Nossa floresta, na atual discussão, nem parece ter sido dizimada pelos países ricos: nós é que somos acusados de sermos destruidores de florestas e eles saem de heróis salvadores de baleias jubarte, como se eles mesmos já não tivessem esgotado até as próprias florestas, por exemplo, durante a Revolução Industrial, além da nossa.
Todos só querem discutir o problema como se ele fosse de flora ou de fauna, sem se discutir estilo de vida e consumo.
Quem topa comprar menos? Trocar o carro por transporte coletivo? Tornar o verbo “comprar” um ato de responsabilidade pessoal e social e não de alienação? Os países ricos abrem mão dos recursos naturais que eles concentraram a força?
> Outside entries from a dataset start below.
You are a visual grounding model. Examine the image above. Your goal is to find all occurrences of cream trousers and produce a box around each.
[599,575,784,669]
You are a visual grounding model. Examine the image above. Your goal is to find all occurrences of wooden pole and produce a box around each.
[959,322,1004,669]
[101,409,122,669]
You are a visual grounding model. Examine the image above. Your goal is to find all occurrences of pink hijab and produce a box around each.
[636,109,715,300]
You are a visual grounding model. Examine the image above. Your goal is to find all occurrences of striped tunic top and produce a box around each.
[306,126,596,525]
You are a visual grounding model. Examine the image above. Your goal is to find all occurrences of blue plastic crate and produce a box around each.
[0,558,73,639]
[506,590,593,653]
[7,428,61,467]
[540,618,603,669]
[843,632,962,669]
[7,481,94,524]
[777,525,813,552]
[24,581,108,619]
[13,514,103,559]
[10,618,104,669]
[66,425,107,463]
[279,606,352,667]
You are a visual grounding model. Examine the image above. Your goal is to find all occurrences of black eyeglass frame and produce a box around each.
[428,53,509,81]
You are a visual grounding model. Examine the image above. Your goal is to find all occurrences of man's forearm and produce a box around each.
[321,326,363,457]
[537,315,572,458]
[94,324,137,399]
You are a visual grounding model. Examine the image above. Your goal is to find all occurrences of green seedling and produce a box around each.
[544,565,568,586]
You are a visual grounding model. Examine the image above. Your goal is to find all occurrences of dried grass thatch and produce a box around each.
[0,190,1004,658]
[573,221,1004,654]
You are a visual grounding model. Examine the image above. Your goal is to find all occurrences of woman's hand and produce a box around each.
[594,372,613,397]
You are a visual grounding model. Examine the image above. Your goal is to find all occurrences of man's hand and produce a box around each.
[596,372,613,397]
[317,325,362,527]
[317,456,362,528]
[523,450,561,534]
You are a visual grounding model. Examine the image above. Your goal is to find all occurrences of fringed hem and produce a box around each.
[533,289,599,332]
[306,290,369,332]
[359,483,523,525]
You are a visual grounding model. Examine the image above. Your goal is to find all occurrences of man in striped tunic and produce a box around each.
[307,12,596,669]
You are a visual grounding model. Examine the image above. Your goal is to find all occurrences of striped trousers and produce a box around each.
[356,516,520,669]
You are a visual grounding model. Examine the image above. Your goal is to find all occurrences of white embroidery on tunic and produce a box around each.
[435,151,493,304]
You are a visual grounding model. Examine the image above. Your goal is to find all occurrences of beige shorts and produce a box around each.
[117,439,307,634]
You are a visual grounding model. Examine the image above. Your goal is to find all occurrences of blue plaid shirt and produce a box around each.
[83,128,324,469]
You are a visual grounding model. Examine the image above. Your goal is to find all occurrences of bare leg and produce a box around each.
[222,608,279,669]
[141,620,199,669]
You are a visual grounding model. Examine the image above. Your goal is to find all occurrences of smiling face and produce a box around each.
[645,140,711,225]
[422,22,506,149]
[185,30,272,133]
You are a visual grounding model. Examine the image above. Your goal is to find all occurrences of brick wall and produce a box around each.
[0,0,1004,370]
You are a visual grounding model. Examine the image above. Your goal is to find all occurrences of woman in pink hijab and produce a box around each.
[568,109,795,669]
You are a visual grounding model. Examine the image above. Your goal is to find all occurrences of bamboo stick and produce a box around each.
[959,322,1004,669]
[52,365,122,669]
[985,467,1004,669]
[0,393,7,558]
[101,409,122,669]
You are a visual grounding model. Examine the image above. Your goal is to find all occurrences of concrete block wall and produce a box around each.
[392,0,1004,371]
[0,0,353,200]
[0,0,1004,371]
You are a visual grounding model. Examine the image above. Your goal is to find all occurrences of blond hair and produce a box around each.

Eles repartiriam a riqueza imensa que acumularam a partir dessa concentração? Deixariam de desperdiçar combustíveis?
Não? Então, continuemos a falar de buraco na camada de ozônio, mico-leão dourado, ararinha azul, em detrimento do homem que, ao lado desses animais, continua “infeccionado”, num mundo que nunca foi tão rico, tão informado e, aparentemente, tão preocupado com o futuro que, salvo engano, será, então, cheio de bichos e florestas, mas sem humanidade.

11 Comments:

At 9:52 PM, Blogger Por detrás da malha fina said...

Oi Flávia,
Fui teu aluno e fico feliz em ter encontrado teu blog. Aproveito para registrar o carinho que tenho por você e a importância que você teve na minha formação.

E quanto ao mico leão-dourado e à ararinha azul, fiquemos com a ressurreição do homem, digno, então, de reverter o aquecimento global.
Um beijo e até mais.

 
At 2:38 PM, Anonymous Anônimo said...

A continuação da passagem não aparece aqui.